Logitech’s general manager Rory Dooley told the BBC:
"It’s rare in human history that a billionth of anything has been shipped by one company. Look at any other industry and it has never happened. This is a significant milestone."
The company has begun a competition to find that billionth mouse, with clues as to where it is posted on the company blog, and $1000 in Logitech products going to the winner.
But a big question mark hangs over the future of the mouse, what with laptop touchpads, touchscreen devices, and surface computers the possible wave of the future. Can the humble mouse survive? Dooley feels it can.
"The reality is it’s always easy for people to drum up interest in a story by making an extreme statement. And in the story of the "mouse is dead" campaign by Bill Gates a few months ago, that was started to drum up interest in Windows 7, the next version of the operating system."
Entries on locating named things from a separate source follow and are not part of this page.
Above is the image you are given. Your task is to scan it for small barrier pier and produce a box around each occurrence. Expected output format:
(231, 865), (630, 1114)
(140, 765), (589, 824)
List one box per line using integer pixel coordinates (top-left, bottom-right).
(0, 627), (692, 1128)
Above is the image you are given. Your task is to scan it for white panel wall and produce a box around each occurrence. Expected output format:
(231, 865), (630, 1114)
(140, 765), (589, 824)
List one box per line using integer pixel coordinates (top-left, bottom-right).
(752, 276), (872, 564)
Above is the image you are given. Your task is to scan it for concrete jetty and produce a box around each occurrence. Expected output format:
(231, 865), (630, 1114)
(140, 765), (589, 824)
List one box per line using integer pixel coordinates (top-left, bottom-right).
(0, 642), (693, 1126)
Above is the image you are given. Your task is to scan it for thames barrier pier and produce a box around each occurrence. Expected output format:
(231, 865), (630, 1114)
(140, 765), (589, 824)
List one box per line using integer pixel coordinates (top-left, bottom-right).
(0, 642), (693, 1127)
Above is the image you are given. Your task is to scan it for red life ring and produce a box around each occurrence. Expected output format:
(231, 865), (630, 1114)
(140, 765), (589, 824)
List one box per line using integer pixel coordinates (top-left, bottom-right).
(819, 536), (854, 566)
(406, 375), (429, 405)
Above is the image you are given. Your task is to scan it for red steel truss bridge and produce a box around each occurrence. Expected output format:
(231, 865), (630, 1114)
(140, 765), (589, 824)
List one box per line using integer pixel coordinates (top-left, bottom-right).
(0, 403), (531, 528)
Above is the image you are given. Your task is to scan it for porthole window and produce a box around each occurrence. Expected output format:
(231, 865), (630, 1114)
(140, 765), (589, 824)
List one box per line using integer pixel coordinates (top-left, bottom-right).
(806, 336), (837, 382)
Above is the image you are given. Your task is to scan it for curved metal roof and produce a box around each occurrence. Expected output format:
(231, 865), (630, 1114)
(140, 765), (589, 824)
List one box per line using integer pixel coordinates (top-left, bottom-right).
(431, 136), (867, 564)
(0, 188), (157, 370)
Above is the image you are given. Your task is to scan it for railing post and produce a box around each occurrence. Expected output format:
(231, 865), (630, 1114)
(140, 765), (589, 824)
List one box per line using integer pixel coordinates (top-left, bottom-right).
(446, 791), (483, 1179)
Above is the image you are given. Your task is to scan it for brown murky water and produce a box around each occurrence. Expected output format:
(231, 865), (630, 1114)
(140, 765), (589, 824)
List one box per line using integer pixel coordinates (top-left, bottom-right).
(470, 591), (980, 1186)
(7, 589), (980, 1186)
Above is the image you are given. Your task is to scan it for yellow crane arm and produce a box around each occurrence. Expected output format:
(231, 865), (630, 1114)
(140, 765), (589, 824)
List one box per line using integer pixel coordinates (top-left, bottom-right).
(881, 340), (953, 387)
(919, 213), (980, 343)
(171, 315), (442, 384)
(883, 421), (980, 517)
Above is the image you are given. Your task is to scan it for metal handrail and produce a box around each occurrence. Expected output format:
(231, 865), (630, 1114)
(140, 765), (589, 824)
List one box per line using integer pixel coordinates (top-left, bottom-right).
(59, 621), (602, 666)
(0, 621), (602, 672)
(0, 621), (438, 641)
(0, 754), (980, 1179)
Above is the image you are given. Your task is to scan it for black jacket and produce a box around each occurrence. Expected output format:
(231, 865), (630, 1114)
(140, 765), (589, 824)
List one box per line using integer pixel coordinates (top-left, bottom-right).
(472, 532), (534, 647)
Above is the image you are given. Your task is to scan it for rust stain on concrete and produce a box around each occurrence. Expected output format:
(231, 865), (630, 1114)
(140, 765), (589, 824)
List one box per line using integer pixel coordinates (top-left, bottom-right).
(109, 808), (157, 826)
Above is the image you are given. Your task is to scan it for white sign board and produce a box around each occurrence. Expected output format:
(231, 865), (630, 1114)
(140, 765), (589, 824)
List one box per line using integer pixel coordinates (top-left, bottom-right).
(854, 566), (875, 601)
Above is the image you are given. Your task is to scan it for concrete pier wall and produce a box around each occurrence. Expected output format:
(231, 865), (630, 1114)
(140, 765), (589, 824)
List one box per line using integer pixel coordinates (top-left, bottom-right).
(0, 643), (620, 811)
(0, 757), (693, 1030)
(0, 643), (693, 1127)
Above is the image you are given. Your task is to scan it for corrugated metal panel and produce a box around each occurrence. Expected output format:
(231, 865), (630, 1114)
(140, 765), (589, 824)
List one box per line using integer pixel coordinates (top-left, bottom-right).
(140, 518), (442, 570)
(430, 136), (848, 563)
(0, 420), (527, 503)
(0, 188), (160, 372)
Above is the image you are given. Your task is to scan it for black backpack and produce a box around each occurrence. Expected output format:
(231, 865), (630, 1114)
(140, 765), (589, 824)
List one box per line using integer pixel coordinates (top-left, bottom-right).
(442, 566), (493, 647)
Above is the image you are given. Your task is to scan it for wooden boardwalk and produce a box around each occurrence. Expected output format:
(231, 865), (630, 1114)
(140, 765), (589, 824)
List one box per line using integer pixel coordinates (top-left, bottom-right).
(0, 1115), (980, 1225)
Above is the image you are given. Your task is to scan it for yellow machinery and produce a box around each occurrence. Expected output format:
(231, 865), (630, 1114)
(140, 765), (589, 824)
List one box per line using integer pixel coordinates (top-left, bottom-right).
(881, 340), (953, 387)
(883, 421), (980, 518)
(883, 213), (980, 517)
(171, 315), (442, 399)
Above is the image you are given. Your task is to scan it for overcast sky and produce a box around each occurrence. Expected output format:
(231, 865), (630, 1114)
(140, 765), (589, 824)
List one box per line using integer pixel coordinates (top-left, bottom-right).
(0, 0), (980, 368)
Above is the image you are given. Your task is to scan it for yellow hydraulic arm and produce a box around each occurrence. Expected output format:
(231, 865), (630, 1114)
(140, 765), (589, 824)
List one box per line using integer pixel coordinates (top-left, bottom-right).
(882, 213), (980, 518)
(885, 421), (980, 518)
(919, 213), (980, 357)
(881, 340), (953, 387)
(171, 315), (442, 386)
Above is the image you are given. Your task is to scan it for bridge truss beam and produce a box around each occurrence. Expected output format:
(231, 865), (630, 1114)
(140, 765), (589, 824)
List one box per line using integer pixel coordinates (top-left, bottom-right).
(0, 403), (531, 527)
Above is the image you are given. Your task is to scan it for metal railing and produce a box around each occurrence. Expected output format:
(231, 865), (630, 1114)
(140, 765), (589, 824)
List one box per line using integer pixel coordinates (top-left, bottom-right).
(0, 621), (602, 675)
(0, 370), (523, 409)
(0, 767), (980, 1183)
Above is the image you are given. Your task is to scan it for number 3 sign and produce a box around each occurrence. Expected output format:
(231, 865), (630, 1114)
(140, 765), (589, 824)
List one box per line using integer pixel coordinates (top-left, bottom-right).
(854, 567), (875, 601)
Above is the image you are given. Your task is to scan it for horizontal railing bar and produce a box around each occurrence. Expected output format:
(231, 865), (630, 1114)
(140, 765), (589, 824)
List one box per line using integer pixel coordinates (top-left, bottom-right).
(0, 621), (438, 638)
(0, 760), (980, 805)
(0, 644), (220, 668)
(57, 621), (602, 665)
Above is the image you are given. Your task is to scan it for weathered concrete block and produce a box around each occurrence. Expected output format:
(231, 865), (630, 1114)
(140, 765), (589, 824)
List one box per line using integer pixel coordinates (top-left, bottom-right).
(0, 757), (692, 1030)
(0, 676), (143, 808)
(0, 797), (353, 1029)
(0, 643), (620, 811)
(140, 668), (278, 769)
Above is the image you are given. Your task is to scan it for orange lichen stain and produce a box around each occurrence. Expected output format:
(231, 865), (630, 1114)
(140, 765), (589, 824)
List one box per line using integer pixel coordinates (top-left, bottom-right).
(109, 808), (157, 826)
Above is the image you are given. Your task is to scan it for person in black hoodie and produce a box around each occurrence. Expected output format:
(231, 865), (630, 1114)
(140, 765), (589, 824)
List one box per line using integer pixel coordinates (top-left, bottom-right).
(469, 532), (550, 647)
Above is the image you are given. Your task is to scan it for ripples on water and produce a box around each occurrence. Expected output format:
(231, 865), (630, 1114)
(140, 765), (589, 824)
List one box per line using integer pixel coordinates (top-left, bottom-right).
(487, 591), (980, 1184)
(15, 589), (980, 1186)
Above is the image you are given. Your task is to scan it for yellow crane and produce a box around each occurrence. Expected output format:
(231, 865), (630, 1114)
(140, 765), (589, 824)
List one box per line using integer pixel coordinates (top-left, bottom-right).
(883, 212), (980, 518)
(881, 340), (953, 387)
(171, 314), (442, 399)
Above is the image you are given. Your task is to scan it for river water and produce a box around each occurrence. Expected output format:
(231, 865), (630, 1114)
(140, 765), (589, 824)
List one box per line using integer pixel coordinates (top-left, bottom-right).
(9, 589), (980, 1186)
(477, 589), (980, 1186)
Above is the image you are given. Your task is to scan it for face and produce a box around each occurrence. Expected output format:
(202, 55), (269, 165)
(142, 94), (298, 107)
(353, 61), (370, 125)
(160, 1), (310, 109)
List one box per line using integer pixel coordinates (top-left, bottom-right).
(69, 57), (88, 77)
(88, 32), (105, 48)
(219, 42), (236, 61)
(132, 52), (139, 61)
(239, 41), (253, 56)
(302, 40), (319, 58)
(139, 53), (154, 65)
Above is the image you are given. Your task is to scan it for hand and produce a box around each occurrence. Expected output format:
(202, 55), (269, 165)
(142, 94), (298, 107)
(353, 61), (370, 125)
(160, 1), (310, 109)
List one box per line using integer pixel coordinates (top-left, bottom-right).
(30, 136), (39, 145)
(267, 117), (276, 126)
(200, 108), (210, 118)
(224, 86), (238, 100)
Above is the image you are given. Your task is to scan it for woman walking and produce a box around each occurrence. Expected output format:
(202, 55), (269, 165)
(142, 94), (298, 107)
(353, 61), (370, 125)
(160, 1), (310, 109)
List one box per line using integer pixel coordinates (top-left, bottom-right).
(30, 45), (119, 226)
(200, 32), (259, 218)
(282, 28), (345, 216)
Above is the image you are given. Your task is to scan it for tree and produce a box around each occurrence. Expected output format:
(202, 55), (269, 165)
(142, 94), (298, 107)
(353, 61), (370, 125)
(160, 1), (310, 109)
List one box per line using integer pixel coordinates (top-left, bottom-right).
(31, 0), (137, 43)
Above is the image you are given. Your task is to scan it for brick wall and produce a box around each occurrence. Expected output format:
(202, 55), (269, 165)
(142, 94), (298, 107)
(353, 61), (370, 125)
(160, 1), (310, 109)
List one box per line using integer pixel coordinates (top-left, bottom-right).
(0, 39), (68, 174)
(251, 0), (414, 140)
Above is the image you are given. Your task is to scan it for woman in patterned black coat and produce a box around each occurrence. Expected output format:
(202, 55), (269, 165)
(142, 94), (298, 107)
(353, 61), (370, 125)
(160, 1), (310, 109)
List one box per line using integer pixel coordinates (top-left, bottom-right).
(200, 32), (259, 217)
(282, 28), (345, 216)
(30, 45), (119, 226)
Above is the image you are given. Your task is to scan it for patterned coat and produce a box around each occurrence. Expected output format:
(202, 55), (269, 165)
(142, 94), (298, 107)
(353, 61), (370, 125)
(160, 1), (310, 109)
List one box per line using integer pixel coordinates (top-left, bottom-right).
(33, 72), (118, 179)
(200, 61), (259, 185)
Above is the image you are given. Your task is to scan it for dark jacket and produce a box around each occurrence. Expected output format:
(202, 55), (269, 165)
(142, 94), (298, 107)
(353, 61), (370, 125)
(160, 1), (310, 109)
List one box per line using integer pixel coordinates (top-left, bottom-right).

"The challenge with these new technologies is going to be will you touch a screen that is two feet away from you a thousand times a day? Is touch accurate enough to let you get into the cell of a spreadsheet?”
"Those are just some simple questions we believe will not necessarily be answered by the touch interface of tomorrow."
Time will tell if the mouse lives to celebrate 50, or if Logitech gets to make two billion of them.